El hombre suplicó perdón y le dijo que le pagaría todo; solo necesitaba un poco de tiempo. A él no le gustó eso y metió al otro en la cárcel. Sus compañeros vieron lo que había pasado y se lo contaron al señor. Cuando el Señor se enteró de este acto malvado, el hombre que no había mostrado compasión fue entregado a los torturadores del infierno hasta que los 10 000 de deuda fueran pagados con dolor y sufrimiento.
Esta es una lección sobre el perdón, en un sentido indefinible. Pero hay otra lección sobre lo que ocurre cuando el hombre al que se le perdonó mucho decide tratar mal a los demás. La lección es sencilla, nada especial. No seáis como ese hombre al que se le perdonó mucho, solo para acabar siendo arrojado al infierno después. Por desgracia, esto ocurre, pero es una buena advertencia del propio Jesús; muestra dos tipos de personas: las que se toman en serio a Jesús tras haber sido perdonadas y las que no. Una breve lección más, amigos.
«Y Jesús, respondiendo, le dijo: Simón, tengo algo que decirte. Y él dijo: Maestro, habla. Había un acreedor que tenía dos deudores: uno le debía quinientas denarios y el otro cincuenta. Y como no tenían con qué pagar, les perdonó a ambos sin reservas. Dime, pues, ¿cuál de ellos le amará más? Simón respondió y dijo: Supongo que aquel a quien más le perdonó. Y él le dijo: Has juzgado bien». (Lucas 7:40-43)
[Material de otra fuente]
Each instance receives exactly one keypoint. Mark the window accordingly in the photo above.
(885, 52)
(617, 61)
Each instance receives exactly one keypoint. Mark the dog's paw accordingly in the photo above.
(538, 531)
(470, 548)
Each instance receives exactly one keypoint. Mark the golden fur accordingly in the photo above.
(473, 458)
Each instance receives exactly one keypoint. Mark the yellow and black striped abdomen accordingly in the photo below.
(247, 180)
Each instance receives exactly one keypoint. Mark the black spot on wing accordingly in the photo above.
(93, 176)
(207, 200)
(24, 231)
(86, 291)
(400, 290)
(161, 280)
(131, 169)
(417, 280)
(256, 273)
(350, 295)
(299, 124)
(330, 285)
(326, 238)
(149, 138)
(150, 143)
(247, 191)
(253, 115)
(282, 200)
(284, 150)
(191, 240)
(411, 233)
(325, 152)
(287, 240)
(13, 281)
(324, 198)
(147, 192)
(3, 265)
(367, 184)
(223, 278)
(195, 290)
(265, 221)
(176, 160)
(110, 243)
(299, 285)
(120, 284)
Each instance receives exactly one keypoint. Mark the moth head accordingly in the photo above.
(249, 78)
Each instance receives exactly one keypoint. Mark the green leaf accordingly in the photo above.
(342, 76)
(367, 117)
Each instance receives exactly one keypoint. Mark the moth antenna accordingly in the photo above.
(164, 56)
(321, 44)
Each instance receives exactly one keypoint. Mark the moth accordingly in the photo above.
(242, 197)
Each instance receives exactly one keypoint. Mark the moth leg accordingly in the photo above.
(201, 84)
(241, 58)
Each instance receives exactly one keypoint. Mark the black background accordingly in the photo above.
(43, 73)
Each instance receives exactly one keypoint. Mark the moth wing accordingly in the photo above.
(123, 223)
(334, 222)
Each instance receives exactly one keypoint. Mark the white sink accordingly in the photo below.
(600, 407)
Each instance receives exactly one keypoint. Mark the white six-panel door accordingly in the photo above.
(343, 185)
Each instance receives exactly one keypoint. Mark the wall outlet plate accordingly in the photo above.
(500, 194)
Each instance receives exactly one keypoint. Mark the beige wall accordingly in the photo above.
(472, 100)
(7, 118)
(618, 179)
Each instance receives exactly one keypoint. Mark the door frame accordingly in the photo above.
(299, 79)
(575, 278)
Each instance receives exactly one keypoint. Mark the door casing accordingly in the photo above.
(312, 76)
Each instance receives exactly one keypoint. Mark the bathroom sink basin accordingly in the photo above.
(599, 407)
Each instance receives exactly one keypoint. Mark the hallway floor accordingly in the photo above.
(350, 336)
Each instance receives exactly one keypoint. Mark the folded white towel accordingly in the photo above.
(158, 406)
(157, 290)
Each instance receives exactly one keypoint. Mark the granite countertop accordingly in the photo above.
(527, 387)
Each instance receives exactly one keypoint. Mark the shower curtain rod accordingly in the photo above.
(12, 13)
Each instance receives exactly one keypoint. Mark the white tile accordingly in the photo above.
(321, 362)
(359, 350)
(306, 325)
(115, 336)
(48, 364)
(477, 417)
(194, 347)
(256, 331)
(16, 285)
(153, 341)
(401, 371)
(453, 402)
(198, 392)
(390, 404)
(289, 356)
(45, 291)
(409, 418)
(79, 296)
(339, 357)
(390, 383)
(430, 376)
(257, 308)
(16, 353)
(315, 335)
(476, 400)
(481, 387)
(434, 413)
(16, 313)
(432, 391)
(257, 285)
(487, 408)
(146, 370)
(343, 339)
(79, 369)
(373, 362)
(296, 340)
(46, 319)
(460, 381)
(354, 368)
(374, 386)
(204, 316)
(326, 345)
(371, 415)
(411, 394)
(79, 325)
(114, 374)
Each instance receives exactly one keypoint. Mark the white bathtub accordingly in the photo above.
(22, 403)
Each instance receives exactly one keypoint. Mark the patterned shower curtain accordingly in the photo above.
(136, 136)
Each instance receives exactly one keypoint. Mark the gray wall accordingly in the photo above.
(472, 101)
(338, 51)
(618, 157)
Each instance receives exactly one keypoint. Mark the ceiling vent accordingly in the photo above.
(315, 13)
Esta es una parábola que nos recuerda que Jesús puede salvar incluso a las personas más malvadas y transformarlas para el bien de los demás, y eso por sí solo será un gran testimonio. Los propios dos testigos bien podrían ser personas que tengan una deuda de cien billones con nuestro Señor. Pero Dios, en su misericordia, los perdona, y a cambio ellos hacen cosas poderosas para el Señor.
Si eres una de esas personas que han comprometido mucho, ¡más te vale ponerte manos a la obra! Y a los demás, la próxima vez que oigáis hablar de personas que han hecho cosas terribles, tened misericordia de ellas, amadlas e intentad cambiarlas cuando Dios os brinde la oportunidad. Porque los que han comprometido poco, aman poco. Pero los que han comprometido mucho, aman mucho y pueden ser muy útiles para el Señor. Amén.